Oster now teaches 106 pupils at her European Academy of Music and Art. Her approach must be described as holistic. Music isn't just one 45-minute lesson per week for her students; it becomes something that influences their whole lives, even though the vast majority of them go on to be doctors, lawyers or engineers. Oster emphasizes old-fashioned values such as discipline, competition and respect. She often takes students as young as 3, believing that by age 9 it's probably too late to begin the serious study of piano. Twenty-five of her very young students, each of them winners in international contests, will perform at Carnegie Hall in New York City on June 29.
Insight: How many hours must students practice to do their best, as your students always seem to do?
Bella Eugenia Oster: It doesn't work like that. It depends on their level. Our school is open not only for very advanced students but to all who are willing to learn. Some come to learn just enough to play "Twinkle, Twinkle Little Star" or "Mary Had a Little Lamb," and it does not take much practice to do that.
But to absorb serious pieces requires hours and hours, and the student must be willing to devote the necessary time. It's very important not to count hours but to do what's necessary to develop naturally, to develop what God has given you.
Insight: Proud parents always are prominent at your students' many concerts. Parents play a very important role in their children's piano training, don't they?

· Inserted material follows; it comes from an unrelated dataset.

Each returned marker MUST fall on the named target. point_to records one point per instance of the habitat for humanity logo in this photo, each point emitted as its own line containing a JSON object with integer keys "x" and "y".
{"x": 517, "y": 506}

BEO: Of course parents must get very deeply involved in the work. A triangle develops -- parents, teacher, students. With the proper triangle, everything is possible. Take one of the angles out, however, and work is impossible.
In the beginning one of the things I must explain to parents is that now they've involved their child in the musical world. Among other things, this means you must help your child feel comfortable in that world. And one of the ways to do that, for example, is to help the child feel comfortable with performers and the cultural world. If Alfred Brendel is giving a concert, then you must go to that concert with your child and listen to Brendel play.
Insight: Do you take your students to hear the great pianists perform?
BEO: I don't need to take them. My job is to educate them to want to go hear the great pianists. I must offer them the opportunity to become sophisticated. My own early piano teacher taught me to develop on my own the ability to know what I need to look for to improve myself, and developing this ability is an important part of anyone's education.
It is very important to develop in the child the ability to do this kind of analysis of one's own situation: how to know who you are, how to know where you are going. This includes recognizing the top pianists and how they can help you to do what it is you were born to do.
But it also is much more. The good teacher will every day help the student to understand the importance of the great questions. This means that I won't need to write down what they need to do for their next step; they can analyze this for themselves. Analysis of that kind is the most important lesson in life.
Insight: Discipline plays a very important role in your teaching, doesn't it?
BEO: Discipline is very important. The child must understand what discipline of the mind means. When a child comes to my school I ask them to share their life schedule with me, how they organize their time. I'm pretty tough with my students, but it is very important that they learn to distribute their time properly. It's not how many hours you put into music, it's how much you can put into an hour.
You know what my students call me? Dr. Stalin! [Laughter.] But part of the discipline is learning to understand the teacher-student relationship. It includes respect for an older person who is more knowledgeable than you are. Of course these bright children can verify for themselves who is more knowledgeable, or not, but there must be respect once the relationship is established. I have my rules and regulations, and the parents and the students must understand that here I am No. 1.